The program runs on Wednesday, May 29 from 6 to 9 p.m. and cost $250. It is designed to give children the opportunity to learn about ethical angling while competing against others in a friendly team setting.

It will also return on June 5, June 12, June 19, July 7, July 14, July 21 and July 28. It also runs in Orangeville at Island Lake Conservation on Saturday, June 1, June 8, June 15th, June 22, July 7, July 14, July 21 and July 28.

Sklad believes that if children are taught about the outdoors and connecting with it, they’ll want to protect it when they are older.

Having two four children of his own, Sklad said it’s important for kids to disconnect and get away from technology.
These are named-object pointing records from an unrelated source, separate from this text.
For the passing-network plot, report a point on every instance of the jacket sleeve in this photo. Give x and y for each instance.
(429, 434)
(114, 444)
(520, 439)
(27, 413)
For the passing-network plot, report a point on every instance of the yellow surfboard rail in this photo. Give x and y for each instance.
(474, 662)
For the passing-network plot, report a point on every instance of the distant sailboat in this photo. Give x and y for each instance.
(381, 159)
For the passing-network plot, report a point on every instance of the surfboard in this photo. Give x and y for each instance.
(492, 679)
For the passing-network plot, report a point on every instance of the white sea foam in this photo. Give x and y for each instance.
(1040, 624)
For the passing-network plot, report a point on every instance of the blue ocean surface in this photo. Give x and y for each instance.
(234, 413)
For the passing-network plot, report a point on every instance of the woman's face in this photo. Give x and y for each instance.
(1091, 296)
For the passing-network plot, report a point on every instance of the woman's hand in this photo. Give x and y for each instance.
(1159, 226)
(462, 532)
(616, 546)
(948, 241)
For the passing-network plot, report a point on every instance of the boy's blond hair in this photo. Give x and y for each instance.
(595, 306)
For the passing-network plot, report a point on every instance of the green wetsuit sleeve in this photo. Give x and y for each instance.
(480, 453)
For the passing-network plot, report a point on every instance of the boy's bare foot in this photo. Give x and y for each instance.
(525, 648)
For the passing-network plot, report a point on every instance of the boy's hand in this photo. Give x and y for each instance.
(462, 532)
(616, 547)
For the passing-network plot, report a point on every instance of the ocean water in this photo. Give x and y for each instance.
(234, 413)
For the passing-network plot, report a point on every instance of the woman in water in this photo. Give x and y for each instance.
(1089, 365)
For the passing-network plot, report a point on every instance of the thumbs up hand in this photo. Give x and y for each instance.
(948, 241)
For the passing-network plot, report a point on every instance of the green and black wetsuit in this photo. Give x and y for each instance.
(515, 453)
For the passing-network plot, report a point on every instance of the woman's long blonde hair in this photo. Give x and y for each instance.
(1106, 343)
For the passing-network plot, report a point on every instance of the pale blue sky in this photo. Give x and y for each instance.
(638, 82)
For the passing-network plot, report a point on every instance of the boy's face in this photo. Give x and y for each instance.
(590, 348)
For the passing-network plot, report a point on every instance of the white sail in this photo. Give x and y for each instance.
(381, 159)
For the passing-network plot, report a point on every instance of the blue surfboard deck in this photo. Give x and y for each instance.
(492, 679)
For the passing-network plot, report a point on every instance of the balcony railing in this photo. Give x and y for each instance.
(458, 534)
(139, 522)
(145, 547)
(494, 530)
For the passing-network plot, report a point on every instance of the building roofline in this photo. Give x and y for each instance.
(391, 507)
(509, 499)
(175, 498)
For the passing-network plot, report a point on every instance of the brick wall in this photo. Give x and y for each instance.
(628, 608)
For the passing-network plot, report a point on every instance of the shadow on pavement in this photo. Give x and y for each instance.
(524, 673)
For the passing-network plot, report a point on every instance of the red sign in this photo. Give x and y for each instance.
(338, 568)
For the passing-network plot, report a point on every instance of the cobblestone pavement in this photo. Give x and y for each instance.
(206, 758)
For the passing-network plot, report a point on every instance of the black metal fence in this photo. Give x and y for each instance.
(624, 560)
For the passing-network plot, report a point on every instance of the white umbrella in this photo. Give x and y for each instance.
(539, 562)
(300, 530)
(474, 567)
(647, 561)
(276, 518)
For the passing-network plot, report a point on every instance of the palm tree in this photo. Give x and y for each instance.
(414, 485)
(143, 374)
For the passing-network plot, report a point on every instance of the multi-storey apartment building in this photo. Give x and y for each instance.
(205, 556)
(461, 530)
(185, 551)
“Even for us, it’s hard to get completely away from the electronics like TV and iPad, but as parents being proactive, it’s very important for us to get our children outdoors and take them out,” said Sklad. “Not just send them outdoors, it’s about us being there for them and giving them limited time with the iPads or TV.”

“A big thing too is with the iPad and technology, it’s really tough for kids, because they’re just developing, yet this technology is overstimulating their brain,” said Sklad. “It’s very difficult for them to navigate this world. I didn’t grow up with computers and iPad. That’s something very new to society. Getting them outdoors is so important now because it really does simplify life.”

During the league, Sklad and his coaches give children their jerseys, fishing rods, tackle, glasses, hat and packages for being a competitor in the youth league. Once that happens, they will give them a quick demonstration on how to cast.

“Some of the kids love fishing and some of these kids have never fished before in their life,” said Sklad. “We want to make sure we see where everybody is at, to give them an educational rundown of how to cast a fishing rod.”

The children are them put into teams of up to two to four teammates and two coaches who will mentor the children to help strategize for the day of fishing and help score and release any fish caught.

“We really want the kids to choose their own lures, ask questions, go to different areas of the lake that they want to go to, and it’s all shoreline fishing,” said Sklad. “It’s all catch and release fishing. We really want to teach kids when they’re young how to properly handle fish, how to remove a hook properly and just good ethics about not leaving garbage, cleaning up along the shoreline so they’re groomed into this way of being conservationists, exploring and really getting into that aspect of getting outdoors and exploring and going adventures. If they have their rod in hand, there’s a lot of good things and cool things they can see, in between catches.”

Sklad and his wife have been operating Fishing Friendzy for 10 years. They do exhibits and travel to fairs, festivals and events to teach children about ethical angling and protecting the environment.

“Fishing is just the activity we use to really expose them to nature and connect them to the great outdoors,” said Sklad.